フラワーカンパニーズのライブシリーズ「月刊フラカンFEVER」の配信ライブを観た。フラカンと友部さんという、とても嬉しい共演を観ることができた。このライブの少し前に友部さんのブログで数日入院したことが綴られていたので少し心配だったけれど、フラカンのメンバーの拍手に迎えられてステージに登場した友部さんはとても元気そうだった。静かなのに芯のある存在感だったた。「71歳とは思えない若々しさ」ではなく「71歳のみずみずしさ」という言葉を思い浮かべた。そして、友部さんのライブにまつわるいくつかの記憶がみずみずしく思い起こされながら、ライブを味わった。
フラカンと友部さんのセッションのセットリストは以下の通り。

フラワーカンパニーズ×友部正人セットリスト(2021/06/01)
愛について(友部正人
一本道(友部正人
誰も僕の絵を描けないだろう(友部正人
どこへいこうかな(フラワーカンパニーズ
サン・テグジュペリはもういない(友部正人詞・鈴木圭介曲)
虹の雨あがり(フラワーカンパニーズ
人間をはるか遠く離れて(鈴木圭介詞・友部正人曲)

私が圭介さん、友部さんともに初めて生でその歌声を聞いたのは、友部さんの「言葉の森で」というシリーズライブに圭介さんがゲストとして出演した、2007年1月吉祥寺スターパインズカフェのライブだった。ライブ後に振り返ったらライブを観に来ていたマエさんと竹安さんが二人並んで感激した様子で立っていたことや、圭介さんの詩集にサインをもらった時に日付を間違って書かれて「ごめんね」と謝られたこと――そんな一つ一つの瞬間も含めて、14年前のライブはとても印象に残っている。

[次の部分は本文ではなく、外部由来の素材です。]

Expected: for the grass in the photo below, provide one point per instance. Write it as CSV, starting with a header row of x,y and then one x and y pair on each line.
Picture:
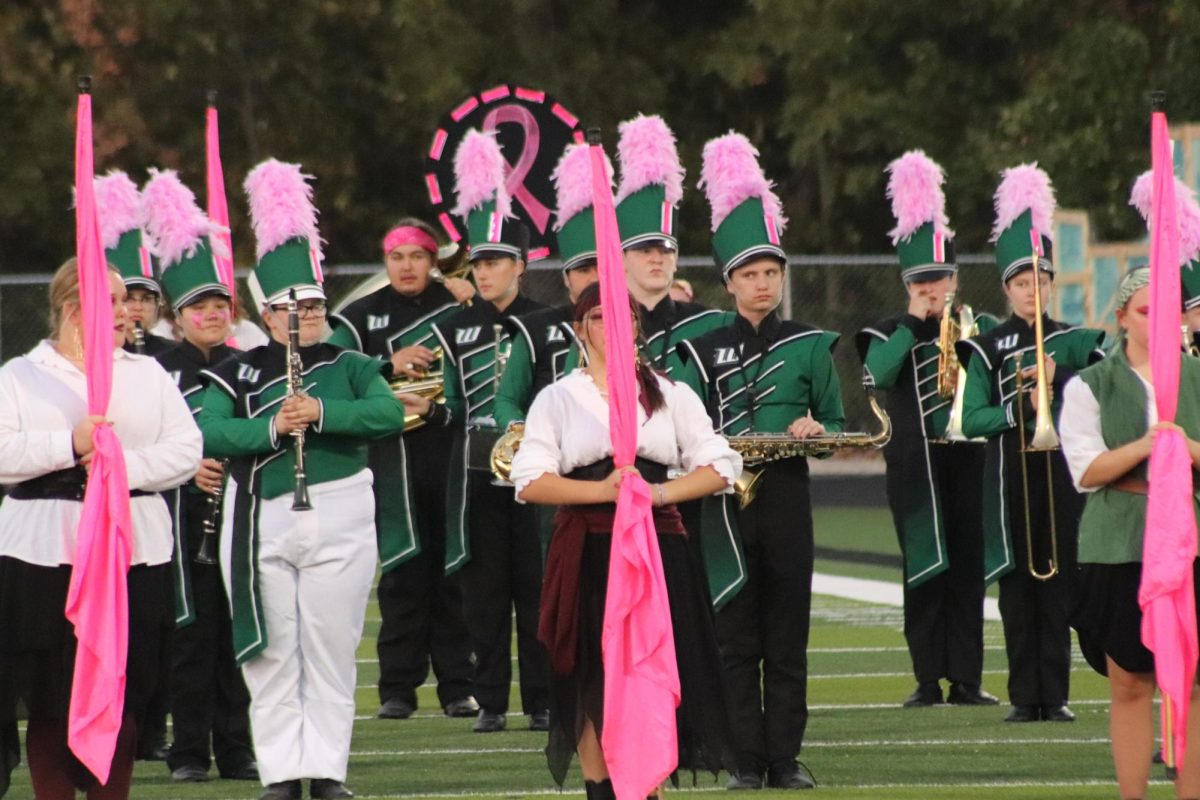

同じように、久しぶりに共演する圭介さんと友部さんもかつての共演の記憶を手繰り寄せながら、歌っていいるようだった。友部さんが圭介さんにプレゼントしたニューヨークで買ったハーモニカホルダーは遠藤賢司に「5つ買ってきて」と頼まれていたことや、友部さんの函館のライブには毎回「サン・テグジュペリはもういない」(友部さん作詞、圭介さん作曲)だけを聞きにくる家族がいること。二人の会話でさりげなく語られる「人」の存在が、印象的だった。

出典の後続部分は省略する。